- 26 February 2020
- 6:00 – 8:00 pm
- 50th Anniversary Lecture
- Paul Mellon Centre
Sir John Summerson's great book, Architecture in Britain, was published in 1953 and remained in print until the end of the century, gaining canonical status as the central text on the subject. Yet, even in relation to Summerson's wider oeuvre, the book was notable for its concentration on architectural style and aesthetic judgments, to the virtual exclusion of economics, society, functions, clients, craftsmen, technique, materials, building archaeology and context. How valuable or intellectually sustainable is architectural history when it is so constrained in its approach? Does the connoisseur's approach to architecture, in which historic buildings and architects's careers are treated primarily as subjects for the connoisseur or critic's aesthetic judgment, have any real intellectual validity or social value? How did Summerson's judgments affect or support the contemporary dismissal of late Georgian and Victorian architecture, and how do these judgments seem today? Has this approach already passed into history – how has the subject developed since – and what can we still learn from Summerson, his great book, and his approach?

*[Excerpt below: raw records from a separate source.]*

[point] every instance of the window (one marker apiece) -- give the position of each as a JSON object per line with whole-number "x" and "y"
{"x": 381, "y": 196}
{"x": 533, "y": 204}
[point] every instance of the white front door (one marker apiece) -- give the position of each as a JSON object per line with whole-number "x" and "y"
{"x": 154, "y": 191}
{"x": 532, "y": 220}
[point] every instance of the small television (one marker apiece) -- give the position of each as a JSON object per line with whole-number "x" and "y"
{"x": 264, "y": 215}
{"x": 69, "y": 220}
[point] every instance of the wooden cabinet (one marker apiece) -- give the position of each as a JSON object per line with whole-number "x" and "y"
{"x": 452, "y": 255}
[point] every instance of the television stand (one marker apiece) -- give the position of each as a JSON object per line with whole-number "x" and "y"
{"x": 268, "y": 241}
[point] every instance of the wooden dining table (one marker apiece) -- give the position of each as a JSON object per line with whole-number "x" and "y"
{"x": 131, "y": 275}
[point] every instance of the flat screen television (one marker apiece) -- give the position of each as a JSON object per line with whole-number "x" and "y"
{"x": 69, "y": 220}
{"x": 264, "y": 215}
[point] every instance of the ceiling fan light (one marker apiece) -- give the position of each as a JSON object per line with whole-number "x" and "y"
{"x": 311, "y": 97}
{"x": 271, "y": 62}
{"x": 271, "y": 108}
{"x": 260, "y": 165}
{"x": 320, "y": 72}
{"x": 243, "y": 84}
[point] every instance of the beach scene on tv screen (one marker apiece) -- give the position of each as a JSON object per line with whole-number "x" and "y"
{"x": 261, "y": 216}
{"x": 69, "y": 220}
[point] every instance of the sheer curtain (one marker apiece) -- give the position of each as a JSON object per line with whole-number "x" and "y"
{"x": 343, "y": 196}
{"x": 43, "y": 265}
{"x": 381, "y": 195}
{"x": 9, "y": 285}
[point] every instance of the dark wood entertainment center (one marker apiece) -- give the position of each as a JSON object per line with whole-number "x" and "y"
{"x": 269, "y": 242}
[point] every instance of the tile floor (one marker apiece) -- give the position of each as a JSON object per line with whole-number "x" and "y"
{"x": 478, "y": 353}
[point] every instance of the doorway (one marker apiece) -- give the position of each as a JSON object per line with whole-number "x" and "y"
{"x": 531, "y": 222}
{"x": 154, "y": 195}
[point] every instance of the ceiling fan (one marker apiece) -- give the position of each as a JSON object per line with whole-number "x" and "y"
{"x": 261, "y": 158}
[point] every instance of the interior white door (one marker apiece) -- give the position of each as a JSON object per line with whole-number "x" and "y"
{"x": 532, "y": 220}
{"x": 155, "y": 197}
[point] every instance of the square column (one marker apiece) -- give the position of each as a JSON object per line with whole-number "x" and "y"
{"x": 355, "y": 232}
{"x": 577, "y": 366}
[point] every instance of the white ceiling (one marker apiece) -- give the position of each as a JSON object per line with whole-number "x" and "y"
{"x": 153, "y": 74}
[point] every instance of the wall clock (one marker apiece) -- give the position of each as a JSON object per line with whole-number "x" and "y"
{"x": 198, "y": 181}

19.30–20.00 Drinks reception
Image listing: Castletown House, Kildare, c. 1719–30, probably designed by Alessandro Galilei and Edward Lovett Pearce. Sir John Summerson curtly dismissed its 'stupendous monotony'. Does this judgment embody any real perceptiveness or intellectual value, in relation to a building of such significance?
About the speaker
Steven Brindle read History at Keble College, Oxford, and studied there for a doctoral thesis on late-medieval architecture in Spain. He has worked for English Heritage in a variety of roles since 1989, and is presently employed there as a Senior Properties Historian. He has published on a wide range of subjects in the history of architecture and engineering, ranging from the 12th to the 19th centuries. His books include Paddington Station: its History and Architecture (English Heritage, 2004, 2013), Brunel: the Man who Built the World(Orion, 2005), and, as editor and lead author, Windsor Castle: A Thousand Years of a Royal Palace(Royal Collection Trust, 2018). He is currently working on a general history, Architecture in Britain and Ireland, 1530-1830, a successor to Sir John Summerson's well-known book, to be published by the Paul Mellon Centre and Yale University Press.